A Rejection I'm Glad to Get

Have you ever had a great idea that refused to materialize when you set to work on it? I'm talking really fun here, just imagining what it could be is enjoyable.
After spending a couple months on one of these 'great' ideas, I had what I considered to be a good first chapter for my epic, imaginary time and space novel written. I had a full vision of where it was going; yet suddenly; I ran into a solid wall that blocked my finding how.
After a week or two of getting nowhere on it, writing but rejecting scenes and notes that didn't quite measure up to what I had, I moved all parts of it to the unfinished folder on my computer, because I couldn't justify spending trying to spruce up the tale that seemed to have died.
Now this was just shortly after I had given up on the other book I recently had the guts to get published.

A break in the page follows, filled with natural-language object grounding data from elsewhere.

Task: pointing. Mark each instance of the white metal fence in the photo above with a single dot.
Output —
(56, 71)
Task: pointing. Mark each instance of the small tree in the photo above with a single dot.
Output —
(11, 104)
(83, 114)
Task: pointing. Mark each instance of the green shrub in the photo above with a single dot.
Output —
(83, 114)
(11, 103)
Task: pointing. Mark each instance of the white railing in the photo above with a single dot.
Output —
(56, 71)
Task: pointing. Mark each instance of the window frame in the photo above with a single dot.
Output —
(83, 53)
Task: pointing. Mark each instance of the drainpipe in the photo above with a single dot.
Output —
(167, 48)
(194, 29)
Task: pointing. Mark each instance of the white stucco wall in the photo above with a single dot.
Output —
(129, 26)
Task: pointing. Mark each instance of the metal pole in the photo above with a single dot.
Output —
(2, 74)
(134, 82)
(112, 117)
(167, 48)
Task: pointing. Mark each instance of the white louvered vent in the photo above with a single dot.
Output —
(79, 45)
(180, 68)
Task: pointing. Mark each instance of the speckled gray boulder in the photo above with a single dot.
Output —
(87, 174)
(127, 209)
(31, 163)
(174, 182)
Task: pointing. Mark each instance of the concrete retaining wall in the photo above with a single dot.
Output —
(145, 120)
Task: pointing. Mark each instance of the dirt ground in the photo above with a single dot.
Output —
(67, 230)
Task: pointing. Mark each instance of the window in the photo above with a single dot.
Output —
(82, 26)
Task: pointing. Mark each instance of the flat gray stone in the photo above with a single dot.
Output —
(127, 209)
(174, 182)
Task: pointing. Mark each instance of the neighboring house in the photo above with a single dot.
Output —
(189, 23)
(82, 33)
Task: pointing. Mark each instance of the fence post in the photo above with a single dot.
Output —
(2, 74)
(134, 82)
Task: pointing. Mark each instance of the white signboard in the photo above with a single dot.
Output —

That one, The Speed of Darkness, was enjoyable to me after not looking at it for a good long time, so perhaps I thought, that other one would work now, too.
And yes, I still liked what I had, but the ending seemed just a little bit too short. Fine, I decided, I'll just pass what I have to a couple publishers as a short story, and if I ever decide how to continue it; I can write a sequel.
Of course now, this was last month now that I sent it to someone who asked me to wait until some date in November with no contact before I considered it rejected; so can you guess what happened?
The very night after I sent it off, I had the thought of how to continue it. We're talking one of those fun 11:30 p.m. frantic note writings in the dark that makes me glad my computer screen glows so I don't have to worry about my room light switch.
The continuation!!
I was only left hoping what I had already sent wouldn't pass the prospective editor's evaluation. Not enough hope that I felt I should contact them to withdraw my submission (even what I have planned now doesn't complete the story so it wouldn't hurt to have part published), but I could certainly see that it would all be stronger if presented together. I put off trying to write it until I knew if I should write it as part of what I had or if it needed the right structuring to stand alone.

This morning I got the email, apologizing that my story didn't make the cut. One of the reasons why they gave was that it ended quite abruptly.
This rejection gives me the opportunity to immerse myself once again in my fantasy world of Tehar. Thank you for the rejection Bewildering Stories.